= Marianne Lemoine-Goumard =

French astrophysicist

Marianne Lemoine-Goumard is a French astrophysicist whose research investigates the origins of cosmic rays, and has used the interactions of cosmic rays with cosmic dust clouds to detect the outflows of cosmic rays from dust-shrouded star clusters such as Westerlund 1. She is a director of research for the French National Centre for Scientific Research (CNRS), affiliated with the Laboratoire de Physique des 2 Infinis de Bordeaux (LP2i Bordeaux) in Gradignan.

==Education and career==
After a master's degree at the École Centrale Paris, Lemoine-Goumard defended her Ph.D. in 2006 at the École polytechnique, under the direction of Bernard Degrange, based on observations using the High Energy Stereoscopic System in Namibia.

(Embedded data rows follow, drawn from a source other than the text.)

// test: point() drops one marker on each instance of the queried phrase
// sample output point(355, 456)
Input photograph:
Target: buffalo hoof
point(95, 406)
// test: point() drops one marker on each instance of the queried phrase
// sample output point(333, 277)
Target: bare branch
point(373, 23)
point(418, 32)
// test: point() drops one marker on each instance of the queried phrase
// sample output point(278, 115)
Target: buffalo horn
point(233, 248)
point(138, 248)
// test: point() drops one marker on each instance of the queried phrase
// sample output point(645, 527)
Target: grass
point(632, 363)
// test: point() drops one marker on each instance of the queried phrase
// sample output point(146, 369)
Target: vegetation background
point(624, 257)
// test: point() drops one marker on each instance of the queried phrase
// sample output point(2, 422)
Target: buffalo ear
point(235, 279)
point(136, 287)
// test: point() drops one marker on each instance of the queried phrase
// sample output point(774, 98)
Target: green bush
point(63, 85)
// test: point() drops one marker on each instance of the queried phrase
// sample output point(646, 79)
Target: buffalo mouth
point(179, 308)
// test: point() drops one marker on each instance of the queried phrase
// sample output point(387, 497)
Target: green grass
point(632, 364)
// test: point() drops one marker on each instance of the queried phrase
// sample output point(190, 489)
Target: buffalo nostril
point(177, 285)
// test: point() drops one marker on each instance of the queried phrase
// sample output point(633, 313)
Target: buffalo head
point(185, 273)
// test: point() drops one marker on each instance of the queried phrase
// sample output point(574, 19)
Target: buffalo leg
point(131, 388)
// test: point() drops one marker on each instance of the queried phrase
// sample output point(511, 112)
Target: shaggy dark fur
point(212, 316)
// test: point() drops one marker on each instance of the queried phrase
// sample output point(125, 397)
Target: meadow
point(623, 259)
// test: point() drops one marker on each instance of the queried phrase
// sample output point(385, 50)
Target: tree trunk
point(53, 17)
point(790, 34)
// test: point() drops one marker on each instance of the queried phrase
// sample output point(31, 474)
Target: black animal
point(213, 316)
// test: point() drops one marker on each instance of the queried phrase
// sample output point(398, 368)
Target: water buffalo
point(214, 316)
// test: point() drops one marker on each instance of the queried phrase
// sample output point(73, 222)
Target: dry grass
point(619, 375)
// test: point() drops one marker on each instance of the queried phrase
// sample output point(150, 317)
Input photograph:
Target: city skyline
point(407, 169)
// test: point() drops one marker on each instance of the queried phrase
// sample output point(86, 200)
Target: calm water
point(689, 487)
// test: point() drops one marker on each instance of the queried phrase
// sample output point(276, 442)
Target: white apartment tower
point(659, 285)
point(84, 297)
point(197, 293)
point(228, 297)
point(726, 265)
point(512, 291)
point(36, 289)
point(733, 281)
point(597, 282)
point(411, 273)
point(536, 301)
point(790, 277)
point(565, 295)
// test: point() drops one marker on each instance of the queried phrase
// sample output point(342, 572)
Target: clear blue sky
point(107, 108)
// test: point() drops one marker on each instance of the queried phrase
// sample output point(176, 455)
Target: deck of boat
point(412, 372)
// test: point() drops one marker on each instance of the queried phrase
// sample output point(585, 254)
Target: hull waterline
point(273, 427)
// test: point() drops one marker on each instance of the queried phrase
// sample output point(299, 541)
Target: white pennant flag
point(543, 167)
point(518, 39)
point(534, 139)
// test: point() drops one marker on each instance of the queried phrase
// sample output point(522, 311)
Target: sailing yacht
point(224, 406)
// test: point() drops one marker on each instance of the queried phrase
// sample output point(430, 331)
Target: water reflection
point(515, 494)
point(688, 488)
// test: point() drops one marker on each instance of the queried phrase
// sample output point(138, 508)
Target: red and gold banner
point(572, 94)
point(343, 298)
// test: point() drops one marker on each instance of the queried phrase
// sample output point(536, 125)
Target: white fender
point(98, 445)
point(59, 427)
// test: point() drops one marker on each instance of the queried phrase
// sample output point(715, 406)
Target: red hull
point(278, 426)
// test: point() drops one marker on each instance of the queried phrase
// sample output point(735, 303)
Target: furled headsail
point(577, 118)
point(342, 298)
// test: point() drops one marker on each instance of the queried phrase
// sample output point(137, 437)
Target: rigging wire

She began working as a researcher for the CNRS in Gradignan in 2006, working there with the Fermi Gamma-ray Space Telescope project. She was promoted to director of research in 2020. Beyond observations with Fermi, she is involved in the development of future observatories: the Southern Wide-field Gamma-ray Observatory in Chile, and the Cherenkov Telescope Array Observatory in the Canary Islands and Chile.

==Recognition==
Lemoine-Goumard was a 2023 recipient of the Friedrich Wilhelm Bessel Research Award of the Alexander von Humboldt Foundation, and a 2026 recipient of the CNRS Silver Medal.